I tried to optimize a file browsing function written in Python, on Windows, by using os.scandir() instead of os.listdir(). However, time remains unchanged, about 2 minutes and a half, and I can't tell why. Below are the functions, original and altered:
os.listdir() version:
def browse(self, path, tree):
# for each entry in the path
for entry in os.listdir(path):
entity_path = os.path.join(path, entry)
# check if support by git or not
if self.git_ignore(entity_path) is False:
# if is a dir create a new level in the tree
if os.path.isdir( entity_path ):
tree[entry] = Folder(entry)
self.browse(entity_path, tree[entry])
# if is a file add it to the tree
if os.path.isfile(entity_path):
tree[entry] = File(entity_path)
os.scandir() version:
def browse(self, path, tree):
# for each entry in the path
for dirEntry in os.scandir(path):
entry_path = dirEntry.name
entity_path = dirEntry.path
# check if support by git or not
if self.git_ignore(entity_path) is False:
# if is a dir create a new level in the tree
if dirEntry.is_dir(follow_symlinks=True):
tree[entry_path] = Folder(entity_path)
self.browse(entity_path, tree[entry_path])

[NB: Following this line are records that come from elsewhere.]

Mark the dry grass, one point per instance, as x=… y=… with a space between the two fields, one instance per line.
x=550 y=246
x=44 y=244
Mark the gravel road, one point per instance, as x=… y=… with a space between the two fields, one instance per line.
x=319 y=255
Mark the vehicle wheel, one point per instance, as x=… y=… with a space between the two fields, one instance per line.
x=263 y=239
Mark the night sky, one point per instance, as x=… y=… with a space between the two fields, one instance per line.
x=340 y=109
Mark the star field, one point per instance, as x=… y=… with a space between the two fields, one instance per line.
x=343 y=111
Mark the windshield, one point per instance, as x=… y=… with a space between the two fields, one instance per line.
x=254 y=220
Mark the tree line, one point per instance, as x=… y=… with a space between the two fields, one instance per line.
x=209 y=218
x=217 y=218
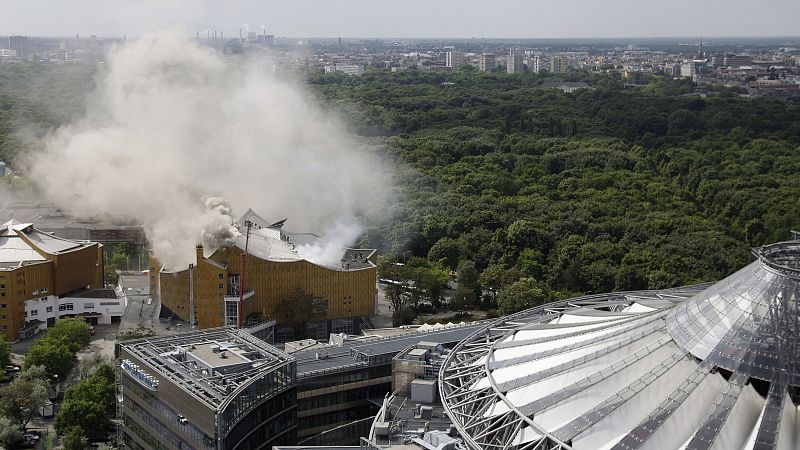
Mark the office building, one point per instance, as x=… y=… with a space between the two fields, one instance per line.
x=537 y=63
x=514 y=64
x=487 y=62
x=219 y=389
x=454 y=59
x=714 y=366
x=559 y=64
x=347 y=69
x=20 y=45
x=338 y=383
x=691 y=68
x=279 y=284
x=44 y=277
x=736 y=61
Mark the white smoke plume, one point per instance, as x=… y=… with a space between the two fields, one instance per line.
x=328 y=251
x=175 y=128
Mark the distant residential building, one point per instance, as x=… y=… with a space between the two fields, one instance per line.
x=455 y=59
x=20 y=45
x=692 y=68
x=537 y=63
x=514 y=64
x=773 y=88
x=737 y=61
x=348 y=69
x=565 y=86
x=487 y=62
x=559 y=64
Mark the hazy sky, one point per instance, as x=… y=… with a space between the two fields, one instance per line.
x=407 y=18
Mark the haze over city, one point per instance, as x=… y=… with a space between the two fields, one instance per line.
x=416 y=225
x=407 y=19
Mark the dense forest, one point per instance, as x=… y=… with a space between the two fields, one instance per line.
x=558 y=193
x=533 y=193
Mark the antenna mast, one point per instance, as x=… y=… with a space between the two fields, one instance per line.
x=241 y=277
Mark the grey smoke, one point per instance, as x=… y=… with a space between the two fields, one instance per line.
x=181 y=139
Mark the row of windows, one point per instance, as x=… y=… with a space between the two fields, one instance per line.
x=200 y=439
x=276 y=413
x=336 y=379
x=351 y=395
x=259 y=390
x=142 y=434
x=159 y=428
x=336 y=417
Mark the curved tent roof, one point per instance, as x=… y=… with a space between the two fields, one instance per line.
x=704 y=367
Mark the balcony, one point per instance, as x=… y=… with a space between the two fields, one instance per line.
x=233 y=296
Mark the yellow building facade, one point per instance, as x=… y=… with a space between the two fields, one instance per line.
x=35 y=265
x=278 y=283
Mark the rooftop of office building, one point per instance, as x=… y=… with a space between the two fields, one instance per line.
x=210 y=364
x=352 y=354
x=22 y=243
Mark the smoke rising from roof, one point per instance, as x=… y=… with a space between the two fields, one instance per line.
x=179 y=138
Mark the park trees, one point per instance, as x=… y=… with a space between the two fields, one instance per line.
x=89 y=406
x=56 y=350
x=10 y=432
x=21 y=399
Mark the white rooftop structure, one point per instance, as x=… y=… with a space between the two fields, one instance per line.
x=703 y=367
x=15 y=251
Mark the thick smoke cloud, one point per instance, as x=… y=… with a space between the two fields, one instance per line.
x=179 y=139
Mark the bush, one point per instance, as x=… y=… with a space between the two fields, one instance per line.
x=408 y=316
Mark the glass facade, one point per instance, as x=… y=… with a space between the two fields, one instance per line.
x=196 y=438
x=268 y=385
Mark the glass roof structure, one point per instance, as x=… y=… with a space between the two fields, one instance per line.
x=701 y=367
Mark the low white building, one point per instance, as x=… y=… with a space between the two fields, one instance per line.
x=97 y=306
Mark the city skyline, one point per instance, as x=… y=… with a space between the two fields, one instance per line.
x=512 y=19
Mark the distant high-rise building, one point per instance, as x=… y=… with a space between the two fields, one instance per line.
x=454 y=59
x=692 y=68
x=514 y=64
x=537 y=63
x=676 y=70
x=348 y=69
x=487 y=62
x=559 y=64
x=20 y=45
x=737 y=61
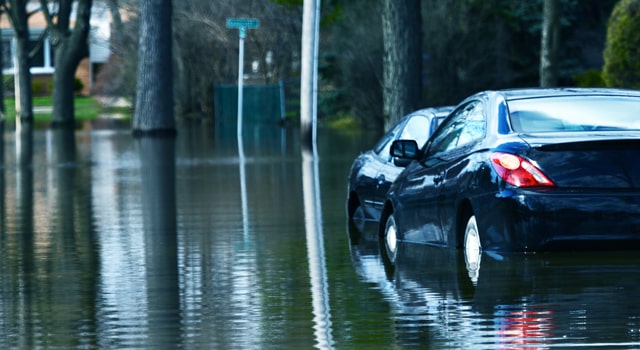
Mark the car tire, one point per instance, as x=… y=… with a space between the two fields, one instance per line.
x=472 y=249
x=390 y=239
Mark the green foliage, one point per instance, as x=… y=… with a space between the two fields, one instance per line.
x=77 y=85
x=39 y=88
x=622 y=49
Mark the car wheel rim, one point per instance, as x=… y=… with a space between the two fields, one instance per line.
x=472 y=249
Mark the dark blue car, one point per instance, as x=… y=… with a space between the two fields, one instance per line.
x=522 y=170
x=374 y=170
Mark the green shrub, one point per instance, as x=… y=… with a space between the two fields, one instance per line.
x=77 y=85
x=622 y=48
x=39 y=88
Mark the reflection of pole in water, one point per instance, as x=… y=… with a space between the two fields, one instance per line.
x=243 y=189
x=315 y=250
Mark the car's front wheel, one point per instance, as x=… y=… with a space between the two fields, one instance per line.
x=390 y=239
x=472 y=249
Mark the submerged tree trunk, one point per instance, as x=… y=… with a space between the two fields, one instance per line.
x=549 y=43
x=401 y=67
x=70 y=47
x=154 y=112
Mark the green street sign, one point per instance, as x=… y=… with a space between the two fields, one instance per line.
x=251 y=23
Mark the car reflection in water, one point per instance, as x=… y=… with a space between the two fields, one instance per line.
x=544 y=300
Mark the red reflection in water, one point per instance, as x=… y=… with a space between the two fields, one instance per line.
x=525 y=329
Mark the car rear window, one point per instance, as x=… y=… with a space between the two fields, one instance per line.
x=575 y=113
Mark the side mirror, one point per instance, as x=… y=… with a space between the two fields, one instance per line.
x=404 y=151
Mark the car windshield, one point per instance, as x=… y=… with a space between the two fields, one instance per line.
x=575 y=113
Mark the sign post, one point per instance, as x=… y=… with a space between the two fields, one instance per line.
x=242 y=24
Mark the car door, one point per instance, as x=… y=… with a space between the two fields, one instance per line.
x=418 y=128
x=457 y=168
x=422 y=193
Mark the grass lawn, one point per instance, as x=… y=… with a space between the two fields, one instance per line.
x=86 y=108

# if is a file add it to the tree
if dirEntry.is_file(follow_symlinks=True):
tree[entry_path] = File(entity_path)
In addition, here are the auxiliary functions used within this one:
def git_ignore(self, filepath):
if '.git' in filepath:
return True
if '.ci' in filepath:
return True
if '.delivery' in filepath:
return True
child = subprocess.Popen(['git', 'check-ignore', str(filepath)],
stdout=subprocess.PIPE,
stderr=subprocess.PIPE)
output = child.communicate()[0]
status = child.wait()
return status == 0
============================================================
class Folder(dict):
def __init__(self, path):
self.path = path
self.categories = {}
============================================================
class File(object):
def __init__(self, path):
self.path = path
self.filename, self.extension = os.path.splitext(self.path)
Does anyone have a solution for how I can make the function run faster? My assumption is that the extraction of the name and path at the beginning makes it run slower than it should, is that correct?